ArchUnit prevents drift by making violations immediate and visible. But there's a practical concern: when you add ArchUnit to an existing codebase, you'll have hundreds of violations on day one. You can't fix them all at once.
The freeze feature handles this:
@ArchTest
static final ArchRule no_cycles =
FreezingArchRule.freeze(
slices().matching("com.example.orderservice.(*)..").should().beFreeOfCycles()
);
FreezingArchRule records existing violations in a file (archunit_store/ by default). Those violations are ignored. New violations fail the build. This lets you adopt ArchUnit incrementally: freeze what exists, prevent new violations, fix the frozen ones when you have time.
My Standard Test Suite
Here's the test class I start with on every new Spring Boot project:
@AnalyzeClasses(packages = "com.example", importOptions = ImportOption.DoNotIncludeTests.class)
class ArchitectureTest {
@ArchTest
static final ArchRule no_field_injection =
noFields().should().beAnnotatedWith(Autowired.class);
@ArchTest
static final ArchRule no_jodatime =
noClasses().should().dependOnClassesThat()
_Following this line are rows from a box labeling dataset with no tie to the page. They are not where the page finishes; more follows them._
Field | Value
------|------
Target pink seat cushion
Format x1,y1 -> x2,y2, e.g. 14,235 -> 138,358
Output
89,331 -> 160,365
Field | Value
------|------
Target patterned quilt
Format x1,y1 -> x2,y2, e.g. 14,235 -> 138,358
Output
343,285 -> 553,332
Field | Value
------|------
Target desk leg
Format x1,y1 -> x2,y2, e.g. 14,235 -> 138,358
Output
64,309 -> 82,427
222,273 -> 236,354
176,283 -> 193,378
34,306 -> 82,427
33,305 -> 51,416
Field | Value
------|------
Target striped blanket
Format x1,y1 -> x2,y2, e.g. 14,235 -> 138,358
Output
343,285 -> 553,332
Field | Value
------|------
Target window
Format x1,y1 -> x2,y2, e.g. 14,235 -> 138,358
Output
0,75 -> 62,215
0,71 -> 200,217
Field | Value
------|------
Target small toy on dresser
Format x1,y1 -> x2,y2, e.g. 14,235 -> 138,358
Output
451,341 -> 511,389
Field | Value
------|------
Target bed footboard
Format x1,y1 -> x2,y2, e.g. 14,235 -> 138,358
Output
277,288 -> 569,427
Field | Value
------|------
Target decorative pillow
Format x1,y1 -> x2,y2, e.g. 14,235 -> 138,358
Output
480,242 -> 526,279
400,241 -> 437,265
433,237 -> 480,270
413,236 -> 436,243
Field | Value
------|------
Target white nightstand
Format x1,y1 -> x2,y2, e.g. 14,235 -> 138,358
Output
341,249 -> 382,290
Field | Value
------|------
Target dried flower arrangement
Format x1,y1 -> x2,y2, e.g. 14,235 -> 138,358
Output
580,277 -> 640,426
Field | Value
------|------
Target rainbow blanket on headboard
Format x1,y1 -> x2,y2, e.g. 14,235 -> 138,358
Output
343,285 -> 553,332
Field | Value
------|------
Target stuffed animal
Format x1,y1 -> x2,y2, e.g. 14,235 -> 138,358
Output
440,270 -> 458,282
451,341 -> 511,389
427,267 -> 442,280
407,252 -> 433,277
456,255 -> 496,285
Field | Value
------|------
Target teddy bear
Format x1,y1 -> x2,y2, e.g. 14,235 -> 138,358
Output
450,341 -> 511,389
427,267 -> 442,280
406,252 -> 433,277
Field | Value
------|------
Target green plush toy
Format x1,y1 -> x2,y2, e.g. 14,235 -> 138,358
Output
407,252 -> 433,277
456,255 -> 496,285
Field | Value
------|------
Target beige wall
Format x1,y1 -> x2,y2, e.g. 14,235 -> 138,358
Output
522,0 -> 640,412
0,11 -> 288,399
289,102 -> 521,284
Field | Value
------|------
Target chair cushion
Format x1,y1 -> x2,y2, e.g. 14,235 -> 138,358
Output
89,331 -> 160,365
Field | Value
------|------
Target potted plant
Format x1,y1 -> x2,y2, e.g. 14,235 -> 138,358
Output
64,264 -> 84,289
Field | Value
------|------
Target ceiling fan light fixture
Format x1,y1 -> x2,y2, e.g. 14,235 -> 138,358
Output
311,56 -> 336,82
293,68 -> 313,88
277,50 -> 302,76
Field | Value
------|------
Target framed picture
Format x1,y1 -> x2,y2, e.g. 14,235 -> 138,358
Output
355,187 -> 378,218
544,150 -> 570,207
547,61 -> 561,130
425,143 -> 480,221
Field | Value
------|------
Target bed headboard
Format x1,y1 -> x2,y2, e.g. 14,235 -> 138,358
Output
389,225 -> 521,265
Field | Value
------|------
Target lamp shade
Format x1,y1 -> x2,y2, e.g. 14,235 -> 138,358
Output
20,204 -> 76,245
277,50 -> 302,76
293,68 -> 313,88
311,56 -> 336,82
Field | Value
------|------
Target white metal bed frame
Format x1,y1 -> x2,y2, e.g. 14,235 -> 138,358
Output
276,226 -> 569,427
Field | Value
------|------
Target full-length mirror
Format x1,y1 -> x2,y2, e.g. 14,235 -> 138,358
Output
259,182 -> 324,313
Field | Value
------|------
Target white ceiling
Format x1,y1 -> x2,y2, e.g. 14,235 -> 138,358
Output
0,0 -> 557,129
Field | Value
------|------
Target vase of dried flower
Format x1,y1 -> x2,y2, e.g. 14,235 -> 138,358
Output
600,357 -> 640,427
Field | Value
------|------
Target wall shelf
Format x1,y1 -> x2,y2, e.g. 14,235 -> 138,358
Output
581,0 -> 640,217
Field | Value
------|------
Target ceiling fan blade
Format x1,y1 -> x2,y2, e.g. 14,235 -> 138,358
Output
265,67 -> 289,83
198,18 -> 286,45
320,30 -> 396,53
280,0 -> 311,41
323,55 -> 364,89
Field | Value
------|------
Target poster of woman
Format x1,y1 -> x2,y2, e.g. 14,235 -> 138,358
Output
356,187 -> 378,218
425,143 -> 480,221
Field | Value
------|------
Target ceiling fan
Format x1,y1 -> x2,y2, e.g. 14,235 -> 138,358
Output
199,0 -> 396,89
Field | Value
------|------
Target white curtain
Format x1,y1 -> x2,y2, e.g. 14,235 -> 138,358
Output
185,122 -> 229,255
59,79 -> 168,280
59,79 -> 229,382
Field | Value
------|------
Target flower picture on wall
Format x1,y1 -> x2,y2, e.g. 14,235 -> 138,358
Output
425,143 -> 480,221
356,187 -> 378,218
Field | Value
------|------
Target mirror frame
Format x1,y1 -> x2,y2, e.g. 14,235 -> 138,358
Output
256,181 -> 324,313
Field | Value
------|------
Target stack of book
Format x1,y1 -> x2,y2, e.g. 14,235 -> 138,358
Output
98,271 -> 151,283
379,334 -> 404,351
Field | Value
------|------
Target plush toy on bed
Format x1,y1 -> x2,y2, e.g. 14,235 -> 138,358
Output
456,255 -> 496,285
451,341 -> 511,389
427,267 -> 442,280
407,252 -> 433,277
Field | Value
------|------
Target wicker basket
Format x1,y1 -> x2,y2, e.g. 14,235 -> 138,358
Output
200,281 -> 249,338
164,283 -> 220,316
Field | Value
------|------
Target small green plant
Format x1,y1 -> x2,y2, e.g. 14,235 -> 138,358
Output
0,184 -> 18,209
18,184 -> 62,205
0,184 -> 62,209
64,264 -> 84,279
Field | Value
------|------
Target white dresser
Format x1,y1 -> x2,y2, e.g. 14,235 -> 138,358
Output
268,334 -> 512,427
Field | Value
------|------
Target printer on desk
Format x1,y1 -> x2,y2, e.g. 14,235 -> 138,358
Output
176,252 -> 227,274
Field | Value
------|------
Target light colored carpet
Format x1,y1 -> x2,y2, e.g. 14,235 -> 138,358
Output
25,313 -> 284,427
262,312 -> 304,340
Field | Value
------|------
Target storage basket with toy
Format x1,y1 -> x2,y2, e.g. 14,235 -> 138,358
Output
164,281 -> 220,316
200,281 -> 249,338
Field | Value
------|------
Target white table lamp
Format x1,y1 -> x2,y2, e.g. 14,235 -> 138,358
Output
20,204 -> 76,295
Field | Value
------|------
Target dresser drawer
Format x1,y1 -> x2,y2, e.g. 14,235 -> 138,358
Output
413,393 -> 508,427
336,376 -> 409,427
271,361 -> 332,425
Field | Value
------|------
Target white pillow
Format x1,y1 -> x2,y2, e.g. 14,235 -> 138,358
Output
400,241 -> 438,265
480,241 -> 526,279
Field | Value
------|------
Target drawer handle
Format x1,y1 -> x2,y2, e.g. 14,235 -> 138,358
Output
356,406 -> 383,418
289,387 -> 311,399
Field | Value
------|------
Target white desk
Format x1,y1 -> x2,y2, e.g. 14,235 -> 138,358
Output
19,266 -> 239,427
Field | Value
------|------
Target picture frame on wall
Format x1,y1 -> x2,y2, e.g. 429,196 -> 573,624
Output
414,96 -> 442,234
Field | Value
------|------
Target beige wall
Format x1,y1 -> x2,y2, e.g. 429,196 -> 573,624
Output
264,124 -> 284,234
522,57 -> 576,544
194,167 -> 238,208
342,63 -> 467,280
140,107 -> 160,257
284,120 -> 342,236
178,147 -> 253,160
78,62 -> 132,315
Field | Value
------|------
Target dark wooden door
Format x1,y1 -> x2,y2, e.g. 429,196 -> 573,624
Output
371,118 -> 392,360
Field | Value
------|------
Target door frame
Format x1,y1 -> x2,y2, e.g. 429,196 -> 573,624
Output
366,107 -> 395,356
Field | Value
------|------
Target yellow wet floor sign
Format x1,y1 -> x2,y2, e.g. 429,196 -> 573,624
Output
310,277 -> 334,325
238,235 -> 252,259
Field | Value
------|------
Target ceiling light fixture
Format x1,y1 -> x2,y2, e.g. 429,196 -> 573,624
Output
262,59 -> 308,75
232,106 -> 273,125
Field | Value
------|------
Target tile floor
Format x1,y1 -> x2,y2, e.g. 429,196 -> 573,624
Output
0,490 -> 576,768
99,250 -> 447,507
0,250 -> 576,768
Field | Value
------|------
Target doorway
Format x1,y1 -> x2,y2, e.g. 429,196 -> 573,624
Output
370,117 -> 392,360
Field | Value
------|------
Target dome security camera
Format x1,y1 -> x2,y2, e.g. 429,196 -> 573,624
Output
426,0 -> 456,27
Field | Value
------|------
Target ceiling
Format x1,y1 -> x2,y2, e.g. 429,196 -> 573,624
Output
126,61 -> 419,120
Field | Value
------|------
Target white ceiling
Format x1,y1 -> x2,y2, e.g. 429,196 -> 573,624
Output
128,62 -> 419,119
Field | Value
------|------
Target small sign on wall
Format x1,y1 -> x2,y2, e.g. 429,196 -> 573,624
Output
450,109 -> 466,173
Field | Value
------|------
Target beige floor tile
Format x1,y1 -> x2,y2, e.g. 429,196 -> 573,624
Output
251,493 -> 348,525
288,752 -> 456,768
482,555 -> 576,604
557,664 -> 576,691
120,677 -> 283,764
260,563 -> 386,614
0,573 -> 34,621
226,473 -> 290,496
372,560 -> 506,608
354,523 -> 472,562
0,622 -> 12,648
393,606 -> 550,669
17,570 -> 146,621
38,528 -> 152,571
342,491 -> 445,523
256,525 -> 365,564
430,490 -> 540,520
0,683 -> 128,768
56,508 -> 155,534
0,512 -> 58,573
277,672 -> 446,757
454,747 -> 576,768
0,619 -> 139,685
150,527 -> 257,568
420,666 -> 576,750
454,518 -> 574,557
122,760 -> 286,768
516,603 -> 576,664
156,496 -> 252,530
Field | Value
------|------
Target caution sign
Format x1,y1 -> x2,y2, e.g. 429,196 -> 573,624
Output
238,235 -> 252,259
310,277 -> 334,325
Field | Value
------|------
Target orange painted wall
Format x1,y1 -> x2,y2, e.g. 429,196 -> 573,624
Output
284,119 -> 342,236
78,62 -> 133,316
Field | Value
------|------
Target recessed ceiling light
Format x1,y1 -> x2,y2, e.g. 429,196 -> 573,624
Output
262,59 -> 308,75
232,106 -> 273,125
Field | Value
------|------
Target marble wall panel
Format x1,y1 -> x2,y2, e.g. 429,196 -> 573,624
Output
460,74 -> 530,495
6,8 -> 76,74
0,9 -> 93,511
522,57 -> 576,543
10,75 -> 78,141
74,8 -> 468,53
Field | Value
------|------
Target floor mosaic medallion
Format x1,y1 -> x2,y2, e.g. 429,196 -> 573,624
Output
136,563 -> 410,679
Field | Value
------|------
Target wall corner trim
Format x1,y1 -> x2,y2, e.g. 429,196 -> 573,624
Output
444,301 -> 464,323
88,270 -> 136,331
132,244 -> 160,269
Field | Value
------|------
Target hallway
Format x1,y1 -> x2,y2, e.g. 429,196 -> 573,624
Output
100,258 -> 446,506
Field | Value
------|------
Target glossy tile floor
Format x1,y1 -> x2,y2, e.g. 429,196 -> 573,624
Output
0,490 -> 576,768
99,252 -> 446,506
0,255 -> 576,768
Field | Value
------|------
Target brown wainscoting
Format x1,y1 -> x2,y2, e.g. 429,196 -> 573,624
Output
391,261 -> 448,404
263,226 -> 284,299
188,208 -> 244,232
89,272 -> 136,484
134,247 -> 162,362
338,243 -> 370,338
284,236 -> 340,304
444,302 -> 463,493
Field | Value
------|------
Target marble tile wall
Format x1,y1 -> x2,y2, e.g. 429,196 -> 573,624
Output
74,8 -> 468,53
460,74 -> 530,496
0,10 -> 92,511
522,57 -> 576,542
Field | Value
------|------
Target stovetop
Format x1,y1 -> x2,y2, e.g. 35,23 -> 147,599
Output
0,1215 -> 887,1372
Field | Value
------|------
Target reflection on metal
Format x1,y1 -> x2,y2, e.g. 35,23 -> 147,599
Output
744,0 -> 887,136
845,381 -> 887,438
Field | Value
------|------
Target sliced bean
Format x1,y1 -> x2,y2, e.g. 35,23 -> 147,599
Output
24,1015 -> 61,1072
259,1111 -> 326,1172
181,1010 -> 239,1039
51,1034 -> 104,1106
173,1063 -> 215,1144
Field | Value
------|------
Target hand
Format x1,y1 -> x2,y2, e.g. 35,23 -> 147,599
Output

.resideInAPackage("org.joda.time..");
@ArchTest
static final ArchRule no_java_util_logging =
noClasses().should().dependOnClassesThat()
.haveFullyQualifiedName("java.util.logging.Logger");
@ArchTest
static final ArchRule exceptions_should_live_in_domain =
classes().that().areAssignableTo(RuntimeException.class)
.should().resideInAPackage("..domain..")
.orShould().resideInAPackage("..exception..");
@ArchTest
static final ArchRule no_generic_exceptions =
noClasses().should().throwGenericExceptions();
}
No field injection, no Joda-Time (use java.time), no java.util.logging (use SLF4J), exceptions in the right place, no throwing raw Exception or RuntimeException.
These aren't opinions. They're standards. And now they're enforced by tests, not by memory.
The Real Value
ArchUnit isn't about being an architecture police. It's about making the implicit explicit. Every team has rules about how code should be structured. Most of those rules are communicated verbally, documented poorly, and enforced inconsistently.
Writing them as tests costs you an hour. That hour saves you dozens of hours of code review discussions, refactoring sessions, and "wait, why does this controller talk to the database directly?" conversations.
If you're not testing your architecture, your architecture is just a suggestion.